Practice also clearly teaches that the customs agent is not considered an agent of the importer/exporter towards the port: he holds no power of attorney, and he signs no declaration or document with legally binding force in the name of the importer. Following the transmission of the log to Customs- the port refers to the customs agent and through the clearing center arrangement with the port- collects the port fees from the customs agent. Indeed, this is a contractual arrangement between the port and customs agent, but this arrangement does not serve or create agency relations between the importer/exporter and the customs agent regarding port fees.
And, in general, even if the customs agent was also responsible for payment of port fees, it would not be conceivable that the customs agent would be the first address for the demand for payment. The port can be expected to refer, first, to the importer with a demand for payment, and only if all alternatives have been exhausted- then it might go back and go after the customs agent. The behavior of the port leads to a Kafkaesque situation in which the customs agent pays port fees owed from the past for a client who hasn't been working with him for some time, and from whom it is difficult to collect money.

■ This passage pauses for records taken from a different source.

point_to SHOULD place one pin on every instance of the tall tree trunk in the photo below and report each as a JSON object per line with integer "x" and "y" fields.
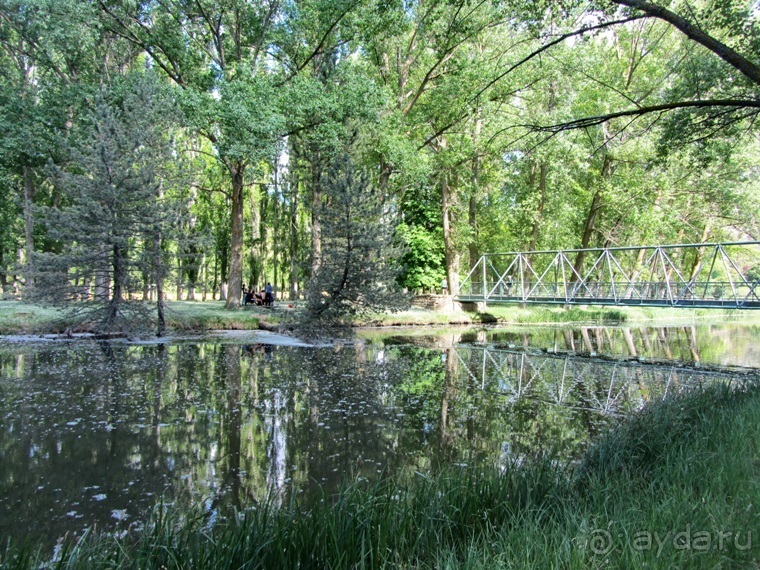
{"x": 316, "y": 225}
{"x": 591, "y": 217}
{"x": 472, "y": 206}
{"x": 293, "y": 226}
{"x": 543, "y": 168}
{"x": 448, "y": 202}
{"x": 538, "y": 220}
{"x": 293, "y": 241}
{"x": 700, "y": 251}
{"x": 159, "y": 267}
{"x": 29, "y": 225}
{"x": 258, "y": 236}
{"x": 237, "y": 170}
{"x": 118, "y": 279}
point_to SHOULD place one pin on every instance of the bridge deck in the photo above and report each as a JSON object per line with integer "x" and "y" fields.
{"x": 609, "y": 301}
{"x": 717, "y": 275}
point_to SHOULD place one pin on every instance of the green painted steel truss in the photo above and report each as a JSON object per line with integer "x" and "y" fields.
{"x": 702, "y": 275}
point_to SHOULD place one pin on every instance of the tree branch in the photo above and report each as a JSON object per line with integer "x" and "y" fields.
{"x": 734, "y": 59}
{"x": 599, "y": 119}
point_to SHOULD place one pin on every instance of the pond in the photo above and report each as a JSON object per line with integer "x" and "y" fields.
{"x": 96, "y": 434}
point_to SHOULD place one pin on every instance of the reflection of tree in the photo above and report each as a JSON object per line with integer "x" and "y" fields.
{"x": 230, "y": 423}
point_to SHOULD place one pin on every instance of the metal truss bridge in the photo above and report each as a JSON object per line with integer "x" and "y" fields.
{"x": 702, "y": 275}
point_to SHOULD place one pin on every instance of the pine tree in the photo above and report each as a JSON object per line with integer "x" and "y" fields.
{"x": 117, "y": 214}
{"x": 357, "y": 273}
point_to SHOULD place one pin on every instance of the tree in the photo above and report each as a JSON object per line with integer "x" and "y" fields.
{"x": 118, "y": 208}
{"x": 357, "y": 271}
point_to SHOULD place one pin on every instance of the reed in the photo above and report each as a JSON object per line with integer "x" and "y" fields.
{"x": 674, "y": 486}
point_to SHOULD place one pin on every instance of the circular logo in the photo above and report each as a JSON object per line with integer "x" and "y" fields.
{"x": 600, "y": 541}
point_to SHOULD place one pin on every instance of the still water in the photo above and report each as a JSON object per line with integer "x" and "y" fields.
{"x": 95, "y": 434}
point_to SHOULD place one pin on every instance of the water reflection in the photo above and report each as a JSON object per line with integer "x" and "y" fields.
{"x": 97, "y": 434}
{"x": 724, "y": 344}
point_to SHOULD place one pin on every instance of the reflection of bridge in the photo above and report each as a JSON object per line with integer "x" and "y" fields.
{"x": 705, "y": 275}
{"x": 605, "y": 387}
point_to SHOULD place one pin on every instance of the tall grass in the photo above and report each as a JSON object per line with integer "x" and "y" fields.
{"x": 683, "y": 473}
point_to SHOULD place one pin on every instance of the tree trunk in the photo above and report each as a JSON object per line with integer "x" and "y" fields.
{"x": 542, "y": 169}
{"x": 258, "y": 237}
{"x": 116, "y": 295}
{"x": 293, "y": 253}
{"x": 448, "y": 201}
{"x": 316, "y": 226}
{"x": 236, "y": 244}
{"x": 29, "y": 225}
{"x": 588, "y": 226}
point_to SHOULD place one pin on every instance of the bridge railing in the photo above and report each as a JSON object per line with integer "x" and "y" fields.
{"x": 696, "y": 275}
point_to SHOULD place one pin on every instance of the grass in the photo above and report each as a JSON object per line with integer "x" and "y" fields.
{"x": 676, "y": 486}
{"x": 17, "y": 317}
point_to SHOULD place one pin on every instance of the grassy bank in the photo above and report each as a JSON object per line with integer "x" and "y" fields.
{"x": 17, "y": 317}
{"x": 675, "y": 487}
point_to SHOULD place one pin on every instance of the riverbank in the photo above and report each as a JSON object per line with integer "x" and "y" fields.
{"x": 674, "y": 486}
{"x": 18, "y": 318}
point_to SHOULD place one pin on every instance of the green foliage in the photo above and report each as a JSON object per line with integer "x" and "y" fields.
{"x": 356, "y": 272}
{"x": 118, "y": 204}
{"x": 676, "y": 466}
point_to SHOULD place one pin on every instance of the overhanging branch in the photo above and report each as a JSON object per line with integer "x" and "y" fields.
{"x": 584, "y": 122}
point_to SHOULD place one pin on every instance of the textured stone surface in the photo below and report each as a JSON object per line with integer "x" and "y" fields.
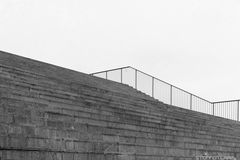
{"x": 51, "y": 113}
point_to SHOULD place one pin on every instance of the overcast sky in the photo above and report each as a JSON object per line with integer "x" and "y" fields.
{"x": 193, "y": 44}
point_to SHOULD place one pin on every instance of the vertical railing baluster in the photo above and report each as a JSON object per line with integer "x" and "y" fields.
{"x": 135, "y": 79}
{"x": 152, "y": 86}
{"x": 213, "y": 108}
{"x": 190, "y": 101}
{"x": 121, "y": 75}
{"x": 238, "y": 110}
{"x": 170, "y": 94}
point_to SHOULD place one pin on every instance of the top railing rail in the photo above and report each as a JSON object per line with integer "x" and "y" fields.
{"x": 169, "y": 93}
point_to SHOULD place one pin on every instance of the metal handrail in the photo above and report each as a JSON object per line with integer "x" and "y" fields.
{"x": 215, "y": 105}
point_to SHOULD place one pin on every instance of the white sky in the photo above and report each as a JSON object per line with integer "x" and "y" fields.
{"x": 193, "y": 44}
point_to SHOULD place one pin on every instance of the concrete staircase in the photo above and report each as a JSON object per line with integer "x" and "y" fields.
{"x": 51, "y": 113}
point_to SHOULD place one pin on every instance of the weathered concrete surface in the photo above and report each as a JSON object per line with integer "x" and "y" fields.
{"x": 52, "y": 113}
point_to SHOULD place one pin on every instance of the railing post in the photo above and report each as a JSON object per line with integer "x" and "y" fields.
{"x": 135, "y": 79}
{"x": 213, "y": 108}
{"x": 170, "y": 94}
{"x": 190, "y": 101}
{"x": 238, "y": 110}
{"x": 121, "y": 75}
{"x": 152, "y": 86}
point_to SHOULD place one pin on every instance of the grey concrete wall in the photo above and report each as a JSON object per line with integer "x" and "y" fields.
{"x": 51, "y": 113}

Is this what the law was looking for? Absurd.
By the way, in a notice to the media issued by the Ashdod Port company at the end of October, the port claimed that "since half of the income of the Ashdod Port company is derived from the mistaken value of cargo (CIF value), declared by the customs agent, superfluous losses are caused to the port company. The customs agents must check the value of the goods that are declared by the importers before presenting them to the Tax Authority." However, it seems that this claim has no basis, since the value of the goods is set, as a rule, by the price appearing on the supplier invoice that is given to the customs agent by the client. The customs agent has no knowledge regarding the veracity of the price appearing on the invoice and has not control over this datum, and any claim regarding an incorrect value appearing on the supplier invoice- should be referred to the importer and not the customs agent. A similar stance, we have been informed, was expressed by the umbrella organization of customs agents and international forwarders.